Reports from the National Economic and Social Council have played an important role over the years in the negotiation of successive national programmes. The latest NESC recommendations will again provide an important input to the talks on a successor to the Programme for Competitiveness and Work. In many areas the report calls for a continuation of the kind of policies which have been implemented in recent years, but it also argues for important new approaches in some sectors. The proposals are significant, as they have been agreed by a council involving representatives of the trade unions, employers and Government departments. The strong conclusion is that a new national programme would be a better approach than returning to local bargaining. However the members of the council are clearly unhappy with some aspects of the PCW, particularly the level of tax reductions offered to the average employee.
Most taxpayers have benefited from gradually improving living standards in recent years, due to a combination of pay increases and tax reductions in successive Budgets. However, many rightly feel that their gains have not been commensurate with the strong growth in the economy and that spare Exchequer funds have been directed more towards increasing spending than cutting taxes. Meanwhile, employees in more successful industries have felt frustrated at not being able to demand higher increases.
Profit sharing in companies is one way of allow employees to share in the fruits of corporate success, the report suggests. At national level, the NESC wants a commitment in any new programme to a specific level of tax reductions. It also wants improved payment levels for social welfare recipients and better measures to address poverty and long term unemployment. To pay for this, it suggests tighter control on overall public spending. It believes that this will allow the promised tax reductions and continued improvements in the public finances.
Difficult negotiations lie ahead if a new programme is to be agreed. It remains to be seen, for example, how specific the Government is willing to be in promising tax concessions and new measures to tackle long term unemployment. The Government will want to ensure that any promises do not upset Ireland's drive to meet the budgetary rules for qualification for EU monetary union. And there will no doubt be lengthy argument about where tax reductions can best be targeted and how Government spending can be restricted to a real increase of 2 per cent per annum.

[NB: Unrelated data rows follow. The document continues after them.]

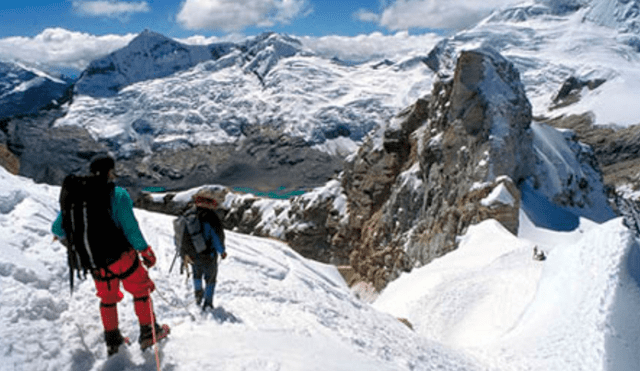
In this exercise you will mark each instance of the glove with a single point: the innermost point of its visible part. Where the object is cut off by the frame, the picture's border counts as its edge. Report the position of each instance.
(148, 257)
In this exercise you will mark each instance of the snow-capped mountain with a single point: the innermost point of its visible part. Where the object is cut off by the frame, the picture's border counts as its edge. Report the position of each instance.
(268, 81)
(148, 56)
(24, 89)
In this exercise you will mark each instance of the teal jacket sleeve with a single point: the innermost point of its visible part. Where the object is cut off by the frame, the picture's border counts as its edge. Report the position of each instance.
(56, 228)
(123, 215)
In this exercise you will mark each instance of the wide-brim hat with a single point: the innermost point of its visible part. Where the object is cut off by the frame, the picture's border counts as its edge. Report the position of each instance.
(206, 202)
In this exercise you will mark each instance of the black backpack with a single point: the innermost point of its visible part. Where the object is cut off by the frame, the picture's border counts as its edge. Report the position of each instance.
(94, 241)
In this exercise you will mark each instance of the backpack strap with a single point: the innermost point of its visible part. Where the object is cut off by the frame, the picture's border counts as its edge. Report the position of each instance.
(105, 274)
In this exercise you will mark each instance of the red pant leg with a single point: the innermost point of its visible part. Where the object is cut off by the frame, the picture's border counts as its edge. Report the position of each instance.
(110, 295)
(141, 286)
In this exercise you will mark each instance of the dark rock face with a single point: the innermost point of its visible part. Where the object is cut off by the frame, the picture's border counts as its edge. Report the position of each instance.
(23, 92)
(47, 154)
(410, 198)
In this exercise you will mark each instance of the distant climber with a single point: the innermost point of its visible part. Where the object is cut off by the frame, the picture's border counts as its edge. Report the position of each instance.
(199, 238)
(97, 225)
(538, 254)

The trade unions will also be looking for commitments to strong "local partnership" arrangements allowing them a greater say in how companies are run and a share in any sharp rise in rising profits. Employers are likely to resist this approach. Representatives of the unemployed will be arguing strongly for new approaches to long term joblessness in particular. The priority now is for genuine talks on a new national programme to get underway in earnest as quickly as possible. The shadow boxing, has gone on long enough. It is time to start talking.